Ratatouille in World Showcase?

Photo courtesy WDWFun.com.

Imagine, for a minute, that you're in charge of Epcot. In this scenario there's an empty spot in World Showcase's France pavilion and you have the chance to fill it with a new restaurant. Thanks to the success of Pixar's newest film someone suggests opening a restaurant called "Ratatouille," just like the one in the movie. Great idea, right?

Or is it? Let's forget for a second the idea that people might assume that the place is overrun with rats and instead focus on whether the idea is appropriate in another sense: would opening this restaurant completely change what World Showcase is supposed to be about?

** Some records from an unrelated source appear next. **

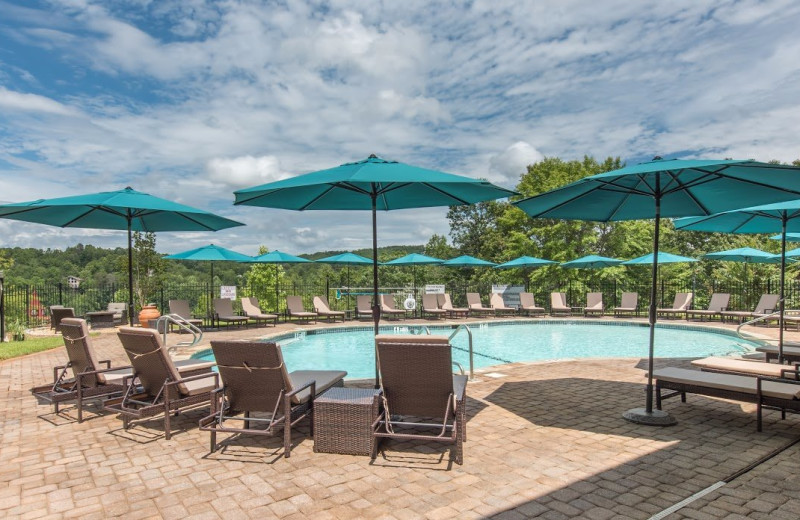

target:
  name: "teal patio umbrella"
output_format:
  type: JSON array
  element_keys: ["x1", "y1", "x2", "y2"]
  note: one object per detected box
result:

Remember, the restaurant in the film doesn't really exist in Paris. The film wasn't made by Frenchmen. In fact, nothing about the film is truly French at all, a charge that even the filmmakers wouldn't deny. Yet you're going to put this fake French restaurant smack dab in the middle of something that is supposed to be a replica of "real" France?

Is the France pavilion a replica of France? Or is it "Franceland," a place like any other imaginary Disney place, where characters frolic and anything can happen? Originally, Disney positioned it as the former: Epcot's Germany, for example, was supposed to be worlds apart from German-inspired architecture one saw in Fantasyland. The latter was a dream; Epcot was "real," staffed by real people flown in from the countries being represented, with real food, real shops…you get the idea.

I'm a little torn, personally: part of me would like to relieve Epcot from the shackles of trying to be real, an ambition it's never been able to live up to. (And an ambition one could easily argue had already been broken in dozens of ways, including the addition of attractions like Norway's Maelstrom and the new and improved Rio del Tiempo.) But the other part of me loves the idea of Disney theme parks that don't have anything to do with Disney characters. There's so much that can be done in the realm of themed architecture and entertainment that doesn't involve reproducing the latest hit movie, and it saddens–though never surprises–me when Disney executives march in Mickey Mouse (or in this case, Remy) at the first sign of sliding attendance.

What would you do? Does a Ratatouille restaurant in France undermine what Epcot's supposed to be about…or am I overreacting?